Der Klang lebte seit Urzeiten, bevor er im Menschen, seinen Stimmbändern auftauchte, vor der Geburt des Lichtes im Stein … (sagt der Bildhauer). Es ist wundervoll, nicht utopisch, zu denken, dass der Klang in allem ist, bei Menschen und im Stein, und dass dies die Seele des Mysteriums ist. Nicht eingesperrt oder erstickt, im Gegenteil, befreit führt uns der Klang zu einem Dialog mit uns selber, welcher Art er auch sein möge.

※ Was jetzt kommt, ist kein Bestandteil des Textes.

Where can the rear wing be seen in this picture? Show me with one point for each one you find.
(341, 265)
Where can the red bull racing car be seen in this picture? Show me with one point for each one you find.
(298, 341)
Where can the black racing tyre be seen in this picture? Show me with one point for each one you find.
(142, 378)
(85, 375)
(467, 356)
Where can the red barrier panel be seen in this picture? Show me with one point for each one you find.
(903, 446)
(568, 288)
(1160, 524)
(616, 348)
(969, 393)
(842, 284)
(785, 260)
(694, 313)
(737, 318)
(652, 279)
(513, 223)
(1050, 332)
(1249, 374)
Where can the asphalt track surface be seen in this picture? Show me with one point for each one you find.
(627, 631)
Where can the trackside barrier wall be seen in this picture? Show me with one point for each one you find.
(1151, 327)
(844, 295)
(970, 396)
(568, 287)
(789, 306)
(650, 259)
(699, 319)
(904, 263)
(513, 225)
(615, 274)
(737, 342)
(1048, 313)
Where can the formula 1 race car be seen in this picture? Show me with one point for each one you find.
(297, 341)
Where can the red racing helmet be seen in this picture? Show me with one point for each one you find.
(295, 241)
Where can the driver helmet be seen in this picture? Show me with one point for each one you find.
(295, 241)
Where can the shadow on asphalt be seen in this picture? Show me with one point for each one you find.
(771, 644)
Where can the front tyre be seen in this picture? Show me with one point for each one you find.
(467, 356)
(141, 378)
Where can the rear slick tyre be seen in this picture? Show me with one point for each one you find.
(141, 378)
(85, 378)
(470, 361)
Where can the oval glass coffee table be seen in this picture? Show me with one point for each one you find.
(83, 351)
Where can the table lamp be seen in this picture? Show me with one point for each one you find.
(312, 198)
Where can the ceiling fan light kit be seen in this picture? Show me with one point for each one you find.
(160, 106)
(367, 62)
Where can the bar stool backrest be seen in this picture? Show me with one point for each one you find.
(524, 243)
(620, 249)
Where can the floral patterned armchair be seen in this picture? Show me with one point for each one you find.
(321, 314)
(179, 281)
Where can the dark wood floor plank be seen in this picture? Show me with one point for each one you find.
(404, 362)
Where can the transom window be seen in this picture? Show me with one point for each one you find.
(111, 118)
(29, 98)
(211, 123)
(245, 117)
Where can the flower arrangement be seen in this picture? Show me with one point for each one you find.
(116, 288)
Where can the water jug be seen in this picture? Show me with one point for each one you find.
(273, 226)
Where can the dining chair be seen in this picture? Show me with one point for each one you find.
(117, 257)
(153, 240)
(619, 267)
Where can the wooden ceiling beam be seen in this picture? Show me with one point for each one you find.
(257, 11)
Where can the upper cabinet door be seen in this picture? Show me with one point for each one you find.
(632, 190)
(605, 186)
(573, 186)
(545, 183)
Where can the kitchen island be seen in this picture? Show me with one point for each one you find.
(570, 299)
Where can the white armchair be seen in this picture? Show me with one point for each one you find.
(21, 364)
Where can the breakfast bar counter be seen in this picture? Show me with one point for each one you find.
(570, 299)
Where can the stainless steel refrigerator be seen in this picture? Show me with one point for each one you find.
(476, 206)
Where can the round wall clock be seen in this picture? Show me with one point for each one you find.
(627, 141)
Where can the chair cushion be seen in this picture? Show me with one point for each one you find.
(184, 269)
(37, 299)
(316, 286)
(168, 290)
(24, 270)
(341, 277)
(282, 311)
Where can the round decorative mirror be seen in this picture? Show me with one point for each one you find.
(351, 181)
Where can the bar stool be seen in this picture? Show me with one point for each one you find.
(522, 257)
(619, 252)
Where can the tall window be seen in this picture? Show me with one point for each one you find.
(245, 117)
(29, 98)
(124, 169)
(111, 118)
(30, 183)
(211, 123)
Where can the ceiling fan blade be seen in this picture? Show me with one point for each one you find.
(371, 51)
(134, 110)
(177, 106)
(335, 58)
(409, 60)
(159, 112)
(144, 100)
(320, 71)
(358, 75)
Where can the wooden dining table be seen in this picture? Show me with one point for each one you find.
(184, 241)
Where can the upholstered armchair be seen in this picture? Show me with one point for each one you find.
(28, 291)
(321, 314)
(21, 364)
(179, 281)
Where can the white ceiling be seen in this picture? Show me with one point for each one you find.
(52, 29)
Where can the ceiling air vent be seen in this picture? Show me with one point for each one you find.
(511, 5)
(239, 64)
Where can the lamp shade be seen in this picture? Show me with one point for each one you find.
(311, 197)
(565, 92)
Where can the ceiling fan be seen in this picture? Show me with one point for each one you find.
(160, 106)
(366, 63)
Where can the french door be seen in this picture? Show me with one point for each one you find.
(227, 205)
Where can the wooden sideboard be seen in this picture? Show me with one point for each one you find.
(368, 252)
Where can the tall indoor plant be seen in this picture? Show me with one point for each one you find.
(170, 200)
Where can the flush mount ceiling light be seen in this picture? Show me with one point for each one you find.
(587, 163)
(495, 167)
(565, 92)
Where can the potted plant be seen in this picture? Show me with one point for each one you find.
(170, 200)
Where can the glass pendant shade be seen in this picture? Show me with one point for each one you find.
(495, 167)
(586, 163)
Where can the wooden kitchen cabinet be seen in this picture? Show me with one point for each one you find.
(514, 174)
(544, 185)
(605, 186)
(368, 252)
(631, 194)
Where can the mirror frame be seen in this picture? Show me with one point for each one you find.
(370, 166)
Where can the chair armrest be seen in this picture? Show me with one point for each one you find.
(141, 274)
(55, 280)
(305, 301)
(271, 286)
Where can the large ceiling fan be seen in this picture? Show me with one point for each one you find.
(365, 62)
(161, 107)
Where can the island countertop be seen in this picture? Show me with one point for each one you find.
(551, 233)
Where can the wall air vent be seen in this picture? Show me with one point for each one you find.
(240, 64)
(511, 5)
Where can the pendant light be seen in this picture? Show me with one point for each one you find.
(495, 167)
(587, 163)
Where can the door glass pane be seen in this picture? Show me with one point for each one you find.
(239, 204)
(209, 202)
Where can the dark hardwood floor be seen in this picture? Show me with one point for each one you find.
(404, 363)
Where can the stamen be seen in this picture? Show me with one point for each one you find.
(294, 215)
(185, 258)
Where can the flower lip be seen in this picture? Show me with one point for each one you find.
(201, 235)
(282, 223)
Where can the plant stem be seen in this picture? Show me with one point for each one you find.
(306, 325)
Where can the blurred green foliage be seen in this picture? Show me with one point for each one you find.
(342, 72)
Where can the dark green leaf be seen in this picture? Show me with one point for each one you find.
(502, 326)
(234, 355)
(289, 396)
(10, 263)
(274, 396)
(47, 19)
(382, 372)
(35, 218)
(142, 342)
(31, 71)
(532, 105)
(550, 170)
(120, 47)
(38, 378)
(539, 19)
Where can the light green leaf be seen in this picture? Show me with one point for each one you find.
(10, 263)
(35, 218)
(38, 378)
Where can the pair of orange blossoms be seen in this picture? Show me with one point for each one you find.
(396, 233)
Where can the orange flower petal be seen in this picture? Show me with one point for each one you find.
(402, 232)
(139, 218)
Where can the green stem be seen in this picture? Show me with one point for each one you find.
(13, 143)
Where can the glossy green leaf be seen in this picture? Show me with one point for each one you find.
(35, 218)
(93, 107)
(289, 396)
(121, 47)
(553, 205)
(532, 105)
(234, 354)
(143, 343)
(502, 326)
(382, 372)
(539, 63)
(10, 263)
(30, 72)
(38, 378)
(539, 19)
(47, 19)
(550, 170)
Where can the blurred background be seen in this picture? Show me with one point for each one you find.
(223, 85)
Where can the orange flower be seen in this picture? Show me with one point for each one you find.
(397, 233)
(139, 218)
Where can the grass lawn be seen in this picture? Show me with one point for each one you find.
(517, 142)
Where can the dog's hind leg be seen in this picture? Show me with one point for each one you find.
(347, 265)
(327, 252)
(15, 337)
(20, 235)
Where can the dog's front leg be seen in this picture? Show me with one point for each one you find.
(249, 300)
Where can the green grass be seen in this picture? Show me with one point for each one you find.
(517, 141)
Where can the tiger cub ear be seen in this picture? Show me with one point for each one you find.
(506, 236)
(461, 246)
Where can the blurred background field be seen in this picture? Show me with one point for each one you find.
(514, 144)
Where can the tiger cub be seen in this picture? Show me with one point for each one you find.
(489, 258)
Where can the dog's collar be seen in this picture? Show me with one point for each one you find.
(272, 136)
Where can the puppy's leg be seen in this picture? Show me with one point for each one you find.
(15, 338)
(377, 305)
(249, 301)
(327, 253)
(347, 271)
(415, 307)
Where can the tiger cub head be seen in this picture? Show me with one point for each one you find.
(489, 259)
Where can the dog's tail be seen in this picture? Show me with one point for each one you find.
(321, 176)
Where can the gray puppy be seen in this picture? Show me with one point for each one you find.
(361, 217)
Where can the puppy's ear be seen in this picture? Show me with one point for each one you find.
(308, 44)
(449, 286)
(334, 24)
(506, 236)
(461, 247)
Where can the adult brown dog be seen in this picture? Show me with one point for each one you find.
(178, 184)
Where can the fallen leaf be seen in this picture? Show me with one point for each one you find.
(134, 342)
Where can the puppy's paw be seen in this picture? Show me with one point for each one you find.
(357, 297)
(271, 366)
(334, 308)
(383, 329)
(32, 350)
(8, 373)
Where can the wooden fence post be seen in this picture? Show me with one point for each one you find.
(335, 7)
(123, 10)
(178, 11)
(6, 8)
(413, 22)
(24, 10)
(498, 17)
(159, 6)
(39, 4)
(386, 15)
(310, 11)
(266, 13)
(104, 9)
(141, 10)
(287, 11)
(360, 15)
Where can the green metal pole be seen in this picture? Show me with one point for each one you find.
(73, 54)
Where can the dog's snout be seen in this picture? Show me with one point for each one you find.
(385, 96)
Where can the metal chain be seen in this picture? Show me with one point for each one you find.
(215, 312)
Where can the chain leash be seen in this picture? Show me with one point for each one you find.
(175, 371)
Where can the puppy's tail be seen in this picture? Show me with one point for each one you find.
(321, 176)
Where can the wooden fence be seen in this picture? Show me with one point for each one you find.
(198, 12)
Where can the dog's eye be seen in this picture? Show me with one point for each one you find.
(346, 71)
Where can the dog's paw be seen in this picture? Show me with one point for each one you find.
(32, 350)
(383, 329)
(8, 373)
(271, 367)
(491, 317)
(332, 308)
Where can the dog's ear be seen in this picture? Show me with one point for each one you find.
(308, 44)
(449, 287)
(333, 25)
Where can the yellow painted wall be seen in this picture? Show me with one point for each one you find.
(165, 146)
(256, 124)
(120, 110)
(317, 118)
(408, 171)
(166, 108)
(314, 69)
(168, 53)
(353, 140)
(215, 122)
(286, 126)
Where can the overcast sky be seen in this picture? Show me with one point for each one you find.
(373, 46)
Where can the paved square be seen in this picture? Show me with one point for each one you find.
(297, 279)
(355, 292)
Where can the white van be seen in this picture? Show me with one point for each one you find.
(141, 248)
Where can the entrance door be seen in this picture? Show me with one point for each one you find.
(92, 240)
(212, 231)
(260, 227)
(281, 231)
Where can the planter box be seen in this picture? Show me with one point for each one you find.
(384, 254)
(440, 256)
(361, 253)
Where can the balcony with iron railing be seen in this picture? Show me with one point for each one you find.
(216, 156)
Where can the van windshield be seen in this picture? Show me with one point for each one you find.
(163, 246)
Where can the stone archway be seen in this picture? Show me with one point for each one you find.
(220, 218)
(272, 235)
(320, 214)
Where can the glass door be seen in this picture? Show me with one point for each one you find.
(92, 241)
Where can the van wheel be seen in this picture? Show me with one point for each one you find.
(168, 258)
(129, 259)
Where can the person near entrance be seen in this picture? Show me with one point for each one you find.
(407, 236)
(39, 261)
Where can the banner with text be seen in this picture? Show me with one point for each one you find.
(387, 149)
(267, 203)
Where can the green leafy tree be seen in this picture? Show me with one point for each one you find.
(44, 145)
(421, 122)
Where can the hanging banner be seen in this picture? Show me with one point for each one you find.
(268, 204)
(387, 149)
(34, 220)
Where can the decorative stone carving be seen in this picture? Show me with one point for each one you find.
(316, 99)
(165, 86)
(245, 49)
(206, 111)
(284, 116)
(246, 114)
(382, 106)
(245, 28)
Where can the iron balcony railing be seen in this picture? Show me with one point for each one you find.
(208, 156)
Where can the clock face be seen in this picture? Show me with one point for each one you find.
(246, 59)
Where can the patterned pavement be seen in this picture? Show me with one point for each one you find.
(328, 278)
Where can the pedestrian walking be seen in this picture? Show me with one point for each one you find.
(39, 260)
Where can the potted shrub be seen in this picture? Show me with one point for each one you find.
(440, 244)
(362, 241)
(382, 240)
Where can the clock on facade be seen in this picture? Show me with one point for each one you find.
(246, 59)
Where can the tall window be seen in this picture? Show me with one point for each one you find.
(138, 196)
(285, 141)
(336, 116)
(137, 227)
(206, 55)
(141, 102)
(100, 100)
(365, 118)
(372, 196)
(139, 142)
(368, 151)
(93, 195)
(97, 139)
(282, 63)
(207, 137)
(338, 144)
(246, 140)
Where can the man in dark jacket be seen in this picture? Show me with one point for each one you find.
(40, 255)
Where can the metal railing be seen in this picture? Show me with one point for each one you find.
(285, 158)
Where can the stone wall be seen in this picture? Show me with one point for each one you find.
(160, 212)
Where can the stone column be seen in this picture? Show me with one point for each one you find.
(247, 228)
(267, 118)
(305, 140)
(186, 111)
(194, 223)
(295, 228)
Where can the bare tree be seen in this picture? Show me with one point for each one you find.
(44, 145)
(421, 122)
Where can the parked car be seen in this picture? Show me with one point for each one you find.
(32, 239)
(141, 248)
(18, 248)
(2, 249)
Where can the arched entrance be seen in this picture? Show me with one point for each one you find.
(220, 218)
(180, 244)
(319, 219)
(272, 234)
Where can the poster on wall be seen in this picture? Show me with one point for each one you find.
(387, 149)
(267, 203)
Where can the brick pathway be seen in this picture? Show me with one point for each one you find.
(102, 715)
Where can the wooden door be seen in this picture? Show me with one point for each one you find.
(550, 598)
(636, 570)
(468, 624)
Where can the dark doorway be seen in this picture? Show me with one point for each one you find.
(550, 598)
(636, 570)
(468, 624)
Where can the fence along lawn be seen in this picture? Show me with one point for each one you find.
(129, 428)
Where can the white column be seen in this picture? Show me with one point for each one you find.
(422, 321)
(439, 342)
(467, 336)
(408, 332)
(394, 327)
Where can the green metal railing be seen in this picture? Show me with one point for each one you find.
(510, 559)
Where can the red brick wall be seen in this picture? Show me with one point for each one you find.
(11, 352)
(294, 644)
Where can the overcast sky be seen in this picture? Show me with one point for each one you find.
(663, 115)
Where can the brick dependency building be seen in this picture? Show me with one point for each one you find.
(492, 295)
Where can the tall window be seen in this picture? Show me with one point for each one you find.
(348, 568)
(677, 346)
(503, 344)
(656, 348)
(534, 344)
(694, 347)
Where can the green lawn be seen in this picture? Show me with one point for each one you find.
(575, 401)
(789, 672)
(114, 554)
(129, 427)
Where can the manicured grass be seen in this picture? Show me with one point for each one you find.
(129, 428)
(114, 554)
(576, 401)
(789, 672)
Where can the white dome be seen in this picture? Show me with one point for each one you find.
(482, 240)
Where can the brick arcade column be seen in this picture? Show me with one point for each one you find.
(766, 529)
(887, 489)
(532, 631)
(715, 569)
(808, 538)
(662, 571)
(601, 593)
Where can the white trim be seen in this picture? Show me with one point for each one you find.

Es ist nicht undenkbar, dass zeitgenössische Komponisten, deren erfindungsreiche Ausdrucksweisen ständig auf Erkundung sind, sinnvolle Lösungen finden können, die sich bei Pinuccio Sciolas Klangskulpturen nicht mit „Klangmobiliar“ abfinden, sondern sie als eine bedeutsame Ursprache empfinden, die in einem direkten Weg erläutert werden kann und eine Notwendigkeit für einen Dialog zwischen dem Element Naturstein und dem Klang der Singstimme des Menschen wird.

Fähig zu sein, die Künste in beiden zu vereinigen, die mentalen Grenzen zu durchbrechen, die zu leicht aufgerichtet werden, um den Weg von der einen zu der anderen Disziplin zu behindern, heißt, den ersten Schritt auf das Verständnis der Kunst selbst gehen – das ist, sicherzustellen, dass in diesem Fall Polyphonie und Lithophonie (Stimme – Stein) sich als komplementär und ausgleichend zeigen, wie es üblich ist zwischen Schauspielerei und Gesang.

Die Stimme zwischen Natur und Mensch, zwischen Atem und Singen, zwischen Materie und Seele, zwischen Technik und Künsten bleibt das Sein von allem.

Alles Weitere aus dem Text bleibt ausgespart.